Forensic Psychiatrists/Psychologists – Education and Training:
So far there has been no formal demand on training or education for psychiatrist or psychologists doing forensic psychiatric work. The recruiting of specialists within this field seems to be accidental. For some years specialists that take an interest in forensic psychiatry have been offered some training courses, on a voluntary basis. Recently a group within the three Centres for forensic psychiatry (Oslo, Bergen and Trondheim) has started to prepare for the development of an education that in the longer term will form the basic for the creation of a professional expertise group of forensic psychiatrists and psychologists, who have all passed these required courses.
The Norwegian Medical Forensic Board (MFB):
This public service reports to the Ministry of Justice and was founded in 1900. Very soon it was extended to include forensic psychiatry. It controls all the forensic reports, sees to that the two specialists have done the examination and evaluation thoroughly, and that there are reasonable connections between description of symptoms and conclusions regarding accountability and other main topics. No Norwegian court of law will accept any forensic report as a foundation of its verdict, unless it is accepted by the MFB. The position of the MFB within the forensic field is rather strong, and it is reasonable to state that in the lack of formal forensic institutions, the MFB has played an essential role in developing a good culture for what is the “gold standard” within forensic psychiatry.

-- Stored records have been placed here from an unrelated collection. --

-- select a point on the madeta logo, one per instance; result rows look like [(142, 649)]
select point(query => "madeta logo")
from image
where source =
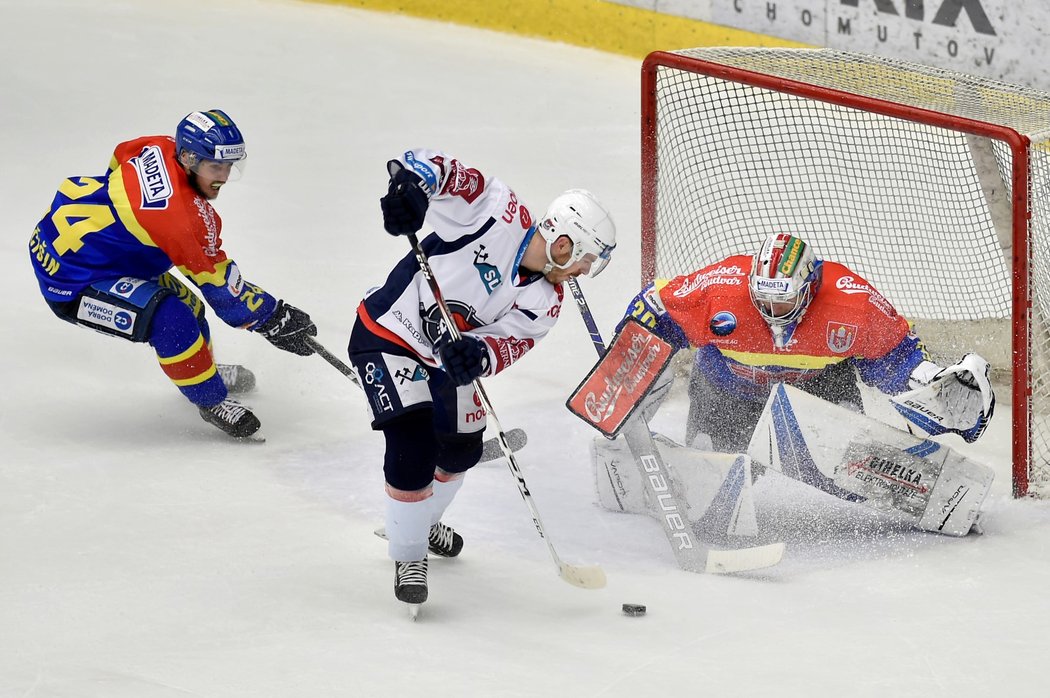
[(946, 14)]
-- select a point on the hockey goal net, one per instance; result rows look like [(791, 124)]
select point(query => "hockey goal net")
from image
[(935, 186)]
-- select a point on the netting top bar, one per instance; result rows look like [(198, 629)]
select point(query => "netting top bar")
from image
[(969, 97)]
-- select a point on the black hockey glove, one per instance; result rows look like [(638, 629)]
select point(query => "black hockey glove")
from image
[(288, 329), (405, 203), (463, 359)]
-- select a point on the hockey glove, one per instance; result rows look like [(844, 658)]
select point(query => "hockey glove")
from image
[(288, 329), (405, 203), (464, 359), (959, 399)]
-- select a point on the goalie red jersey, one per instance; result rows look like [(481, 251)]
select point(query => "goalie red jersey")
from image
[(847, 320)]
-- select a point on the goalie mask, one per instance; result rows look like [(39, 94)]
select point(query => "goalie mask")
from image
[(784, 277), (579, 215)]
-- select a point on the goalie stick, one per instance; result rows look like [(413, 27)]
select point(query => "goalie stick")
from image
[(490, 449), (585, 576), (691, 553)]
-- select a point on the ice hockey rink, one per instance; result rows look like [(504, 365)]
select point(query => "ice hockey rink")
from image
[(144, 554)]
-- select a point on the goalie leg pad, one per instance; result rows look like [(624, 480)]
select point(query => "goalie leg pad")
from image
[(715, 487)]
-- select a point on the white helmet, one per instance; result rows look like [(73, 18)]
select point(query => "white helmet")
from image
[(581, 217), (784, 277)]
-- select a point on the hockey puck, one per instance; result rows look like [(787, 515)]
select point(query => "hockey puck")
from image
[(634, 609)]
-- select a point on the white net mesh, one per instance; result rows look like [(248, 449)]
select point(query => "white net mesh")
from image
[(911, 202)]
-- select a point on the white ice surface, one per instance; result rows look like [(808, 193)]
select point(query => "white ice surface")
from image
[(143, 554)]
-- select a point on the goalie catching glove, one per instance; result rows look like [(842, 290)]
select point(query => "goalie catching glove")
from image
[(288, 329), (958, 399)]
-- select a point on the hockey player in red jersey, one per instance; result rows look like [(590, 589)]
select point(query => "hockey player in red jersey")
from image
[(784, 316), (104, 252), (501, 275)]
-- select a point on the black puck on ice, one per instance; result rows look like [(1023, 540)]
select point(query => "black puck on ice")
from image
[(634, 609)]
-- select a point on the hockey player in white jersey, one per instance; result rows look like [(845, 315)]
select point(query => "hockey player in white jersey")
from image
[(500, 273)]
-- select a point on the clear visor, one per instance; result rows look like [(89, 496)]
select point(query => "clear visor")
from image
[(218, 170), (595, 261)]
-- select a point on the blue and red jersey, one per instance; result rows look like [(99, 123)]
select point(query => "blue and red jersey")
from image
[(140, 219), (847, 320)]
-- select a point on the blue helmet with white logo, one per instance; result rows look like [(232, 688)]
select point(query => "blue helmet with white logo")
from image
[(209, 135)]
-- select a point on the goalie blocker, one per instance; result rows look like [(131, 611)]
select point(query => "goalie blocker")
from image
[(862, 460)]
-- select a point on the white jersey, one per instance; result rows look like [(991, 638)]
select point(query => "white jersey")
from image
[(480, 232)]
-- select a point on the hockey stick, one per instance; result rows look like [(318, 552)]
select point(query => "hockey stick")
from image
[(489, 450), (586, 576), (334, 360), (692, 555)]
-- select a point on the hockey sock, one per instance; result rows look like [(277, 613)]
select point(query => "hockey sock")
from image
[(407, 527), (445, 486), (182, 347)]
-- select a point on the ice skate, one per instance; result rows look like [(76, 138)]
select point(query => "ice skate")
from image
[(231, 417), (410, 584), (237, 379), (444, 542)]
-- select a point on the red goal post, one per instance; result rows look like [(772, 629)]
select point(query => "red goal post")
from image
[(932, 185)]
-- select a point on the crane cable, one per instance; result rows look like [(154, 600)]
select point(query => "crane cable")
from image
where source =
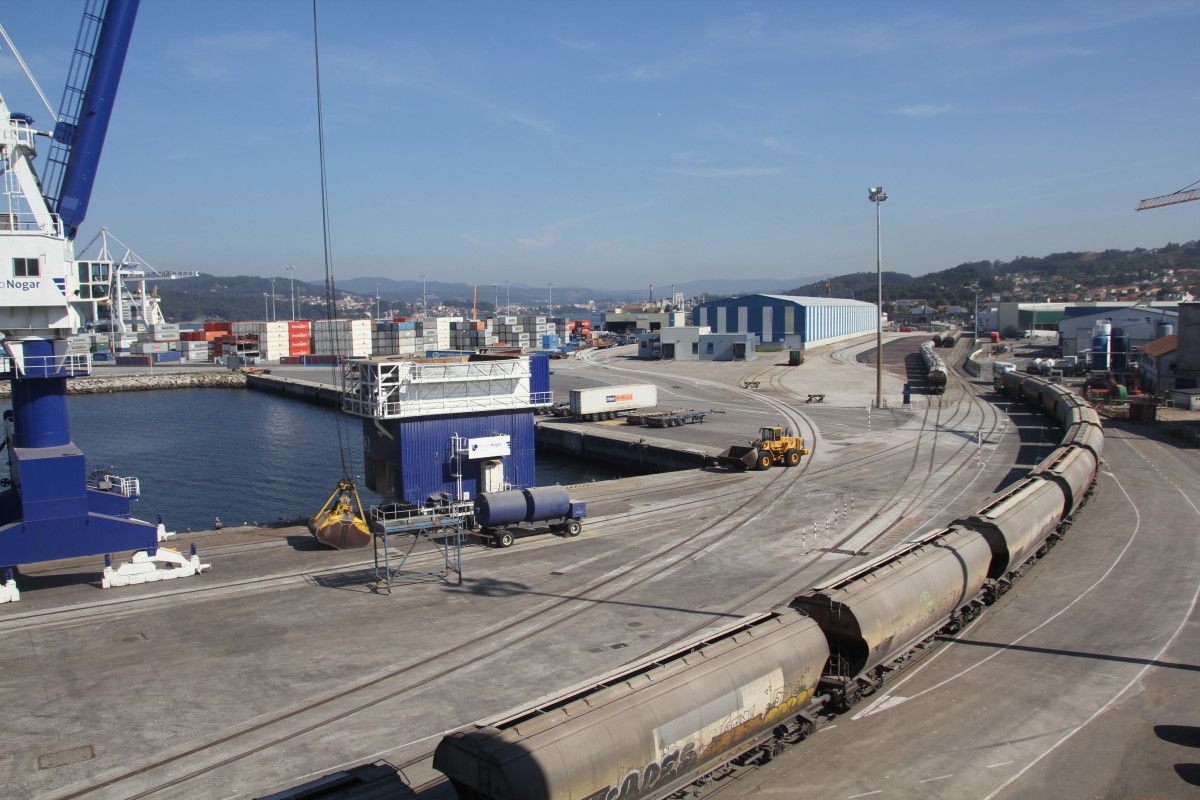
[(330, 292)]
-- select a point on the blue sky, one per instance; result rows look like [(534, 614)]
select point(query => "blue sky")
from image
[(625, 143)]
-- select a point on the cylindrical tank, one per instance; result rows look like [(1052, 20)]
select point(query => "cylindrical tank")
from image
[(546, 503), (1120, 349), (1101, 352), (495, 509)]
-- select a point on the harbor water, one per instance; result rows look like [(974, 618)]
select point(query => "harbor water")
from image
[(243, 456)]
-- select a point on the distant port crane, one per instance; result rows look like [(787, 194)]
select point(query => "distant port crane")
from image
[(1185, 194), (118, 289)]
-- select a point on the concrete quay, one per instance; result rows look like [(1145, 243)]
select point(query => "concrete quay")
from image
[(149, 380), (287, 661)]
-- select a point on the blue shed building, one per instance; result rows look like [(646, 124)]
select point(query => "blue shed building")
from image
[(791, 320), (447, 428)]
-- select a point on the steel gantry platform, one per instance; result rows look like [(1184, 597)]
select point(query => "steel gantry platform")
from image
[(444, 527)]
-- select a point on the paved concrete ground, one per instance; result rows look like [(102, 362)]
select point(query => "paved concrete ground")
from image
[(1079, 684), (287, 662)]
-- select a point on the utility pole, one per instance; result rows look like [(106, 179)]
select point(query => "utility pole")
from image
[(877, 196), (292, 288)]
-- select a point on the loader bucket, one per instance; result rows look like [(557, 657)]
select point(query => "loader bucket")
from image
[(738, 456)]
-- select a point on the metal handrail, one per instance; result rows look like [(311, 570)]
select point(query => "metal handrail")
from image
[(69, 362), (460, 509)]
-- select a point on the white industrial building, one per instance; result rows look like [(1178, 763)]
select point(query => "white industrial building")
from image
[(1138, 324), (697, 343), (792, 320)]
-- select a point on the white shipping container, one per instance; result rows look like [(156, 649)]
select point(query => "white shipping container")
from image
[(601, 400)]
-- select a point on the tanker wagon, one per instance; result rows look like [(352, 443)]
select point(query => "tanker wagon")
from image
[(607, 402), (498, 512)]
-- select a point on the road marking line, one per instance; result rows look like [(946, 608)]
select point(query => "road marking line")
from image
[(1183, 623)]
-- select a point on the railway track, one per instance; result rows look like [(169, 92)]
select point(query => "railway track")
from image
[(421, 764), (379, 689), (339, 707)]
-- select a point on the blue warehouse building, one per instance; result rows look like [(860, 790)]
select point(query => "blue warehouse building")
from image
[(447, 428), (789, 319)]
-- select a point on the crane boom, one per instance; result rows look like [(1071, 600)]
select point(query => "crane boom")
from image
[(1169, 199), (87, 107)]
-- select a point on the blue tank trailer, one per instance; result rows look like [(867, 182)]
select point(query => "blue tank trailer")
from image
[(498, 513)]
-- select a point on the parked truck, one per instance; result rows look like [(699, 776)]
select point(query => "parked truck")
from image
[(607, 402)]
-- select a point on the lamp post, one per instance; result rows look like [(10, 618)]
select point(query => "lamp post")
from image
[(976, 289), (292, 288), (877, 196)]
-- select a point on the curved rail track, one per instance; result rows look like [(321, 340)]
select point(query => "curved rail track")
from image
[(171, 773)]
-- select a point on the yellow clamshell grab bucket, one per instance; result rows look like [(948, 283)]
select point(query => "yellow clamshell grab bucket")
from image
[(341, 523)]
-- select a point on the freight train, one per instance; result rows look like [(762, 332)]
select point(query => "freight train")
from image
[(935, 368), (745, 691)]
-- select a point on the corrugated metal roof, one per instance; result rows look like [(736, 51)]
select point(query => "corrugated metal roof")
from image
[(1161, 347), (799, 300)]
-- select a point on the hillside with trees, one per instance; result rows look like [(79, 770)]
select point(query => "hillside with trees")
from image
[(1159, 274)]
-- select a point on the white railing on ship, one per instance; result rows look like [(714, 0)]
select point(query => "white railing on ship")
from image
[(415, 517), (69, 362), (130, 487), (395, 409)]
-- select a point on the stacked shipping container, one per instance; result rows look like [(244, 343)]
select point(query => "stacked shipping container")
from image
[(522, 331), (396, 338), (471, 335), (342, 337)]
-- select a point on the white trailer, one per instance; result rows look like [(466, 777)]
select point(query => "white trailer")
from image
[(606, 402)]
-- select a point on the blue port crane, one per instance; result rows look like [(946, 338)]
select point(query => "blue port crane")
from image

The Concept of Forensic Psychiatry in Norway
Being mainly a service of giving expert opinion to the court, the concept of forensic psychiatry in Norway has traditionally been a narrow one, compared to what is seen in most western European countries. Norwegian forensic psychiatry is traditionally an activity restricted to present to the court an opinion of expert before and under the trial, and has so far not included the management of ordinary security wards or the psychiatric services given to the prisoners. The old “criminal asylum” Reitgjerdet was closed down in the early 1980’s and replaced by three regional security departments (RSA) in Oslo, Bergen and Trondheim, and smaller local units in almost all counties. The two levels are supposed to share the public task of giving adequate treatment for those who combine severe mental illnesses with a potential of violent or dangerous behaviour. The patients are referred to the hospital partly from the ordinary psychiatric services, partly as a consequence of a court decision or a verdict of cumpulsory mental health care. The health authorities have stated some distinct goals for increased capacity as well as improved professional competence in the security wards, but the number of bed are strikingly reduced. All security wards are managed as part of the health system, controlled by the Ministry of Health. The general health services for prisoners are given within the prison by the local community, whilst the psychiatric services come from the local psychiatric hospital. During severe mental brake downs the prisoners will be transferred to the local psychiatric hospital and thereafter returned to the prison.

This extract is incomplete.